Basically, I want to copy table DET to table DET_NEW. I know that DET has some rows duplicated so I want to do it inserting duplicated rows just once. As you can see, I want to copy these rows by periods using HDR table.
Edit to add info: DET has no primary keys (that's why it has duplicated rows). DET_NEW has a composite primary key with FK1 and FK2.
PROBLEM:
I know that this is not a new topic. I've tried all the solutions I've found and SQL Server returns an error about primary key constraint violation ("cannot insert duplicate key"). The queries were executed explicitly just with one core.

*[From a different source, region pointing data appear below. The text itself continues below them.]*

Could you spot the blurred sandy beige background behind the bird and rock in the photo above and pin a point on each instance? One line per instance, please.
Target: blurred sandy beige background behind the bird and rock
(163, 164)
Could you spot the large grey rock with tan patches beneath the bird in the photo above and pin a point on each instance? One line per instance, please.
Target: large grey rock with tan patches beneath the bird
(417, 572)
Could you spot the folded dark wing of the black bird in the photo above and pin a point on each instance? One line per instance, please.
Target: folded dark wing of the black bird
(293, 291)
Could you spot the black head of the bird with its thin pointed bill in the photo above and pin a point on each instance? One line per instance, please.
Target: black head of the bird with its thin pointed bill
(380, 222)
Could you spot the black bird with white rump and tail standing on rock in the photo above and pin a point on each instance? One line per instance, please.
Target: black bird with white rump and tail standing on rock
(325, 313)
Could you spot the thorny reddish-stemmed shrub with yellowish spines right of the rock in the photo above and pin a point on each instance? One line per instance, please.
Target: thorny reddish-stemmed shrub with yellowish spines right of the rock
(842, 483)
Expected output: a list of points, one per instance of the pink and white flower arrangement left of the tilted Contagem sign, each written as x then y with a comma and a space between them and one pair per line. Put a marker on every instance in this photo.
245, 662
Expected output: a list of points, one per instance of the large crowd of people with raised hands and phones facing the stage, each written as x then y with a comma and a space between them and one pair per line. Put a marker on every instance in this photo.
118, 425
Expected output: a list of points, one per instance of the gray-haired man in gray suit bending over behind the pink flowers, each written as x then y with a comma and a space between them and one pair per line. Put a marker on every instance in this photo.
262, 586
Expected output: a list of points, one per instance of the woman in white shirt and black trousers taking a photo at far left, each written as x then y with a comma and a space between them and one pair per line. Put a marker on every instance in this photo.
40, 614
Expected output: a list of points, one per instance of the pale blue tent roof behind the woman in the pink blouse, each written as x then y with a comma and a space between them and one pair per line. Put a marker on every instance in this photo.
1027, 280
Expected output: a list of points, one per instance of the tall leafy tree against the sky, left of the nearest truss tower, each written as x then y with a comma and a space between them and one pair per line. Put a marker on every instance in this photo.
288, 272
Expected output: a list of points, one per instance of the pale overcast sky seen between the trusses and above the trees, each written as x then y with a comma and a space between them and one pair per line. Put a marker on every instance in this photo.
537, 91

I saw that MySQL has INSERT IGNORE
but I think there is nothing similar in SQL Server.
My solutions are the following ones:
Query 1:
INSERT INTO DET_NEW (FK1, FK2, value)
SELECT DISTINCT D.FK1, D.FK2, D.value
FROM HDR AS H, DET AS D
WHERE H.Date >= CONVERT( datetime, '2015-01-01 00:00:00', 20 )
AND H.Date < CONVERT( datetime, '2016-01-01 00:00:00', 20 )
AND H.FK1 = D.FK1
Query 2:
INSERT INTO DET_NEW (FK1, FK2, value)
SELECT D.FK1, D.FK2, D.value
FROM
(SELECT DISTINCT D.FK1, D.FK2, D.value
FROM HDR AS H, DET AS D
WHERE H.Date >= CONVERT( datetime, '2015-01-01 00:00:00', 20)
AND H.Date < CONVERT( datetime, '2016-01-01 00:00:00', 20 )
AND H.FK1 = D.FK1) D
Query 3:
INSERT INTO DET_NEW (FK1, FK2, value)
SELECT D.FK1, D.FK2, D.value
FROM HDR AS H, DET AS D
WHERE H.Date >= CONVERT(datetime, '2018-02-01 00:00:00', 20)
AND H.Date < CONVERT(datetime, '2018-02-05 00:00:00', 20)
AND H.FK1 = D.FK1
GROUP BY D.FK1, D.FK2
Query 4:
WITH cte AS
(
SELECT
D.FK1, D.FK2, D.value,
ROW_NUMBER() OVER (PARTITION BY D.FK1, D.FK2, D.value ORDER BY D.FK1) AS [rn]
FROM
HDR AS H, DET AS D
WHERE
H.Date >= CONVERT(datetime, '2018-02-01 00:00:00', 20)
AND H.Date < CONVERT(datetime, '2018-02-03 00:00:00', 20)
AND H.FK1 = D.FK1
)
INSERT INTO DET_NEW (FK1, FK2, value)
SELECT cte.FK1, cte.FK2, cte.value
FROM cte
WHERE cte.[rn] = 1
ADDITIONAL INFO
I executed the following query: in the external part, the code checks if there is any duplication; on the inside, there is a SELECT DISTINCT
, the same as Query 2. The results are more than 1k rows, so I've something incorrect in the queries.
SELECT D.FK1, D.FK2, COUNT(D.FK1) AS count
FROM (
SELECT DISTINCT D.FK1, D.FK2, D.value
FROM HDR AS H,
DET AS D
WHERE H.Date >= CONVERT( datetime, '2018-02-01 00:00:00', 20 )
and H.Date < CONVERT( datetime, '2018-02-03 00:00:00', 20 )
and H.FK1 = D.FK1
)D
GROUP BY D.FK1, D.FK2
HAVING
COUNT(*) > 1
The questions are: why am I inserting duplicates? Is there another efficient way for a large database (billions of rows)?
It's likely that for some combinations of FK1
and FK2
, there is more than one different value
in DET
. The following query should demonstrate that
SELECT FK1, FK2, MIN(value), MAX(value), COUNT(DISTINCT value)
FROM DET
GROUP BY FK1, FK2
HAVING COUNT(DISTINCT value) > 1
You'll either need to include value in the composite key in DET_NEW
or work out how you want to select which value to use for each key, e.g. using a MIN
or MAX
. The query that @MoinulIslam provided will also help you select a single value for each key. In that query it is just choosing the first one.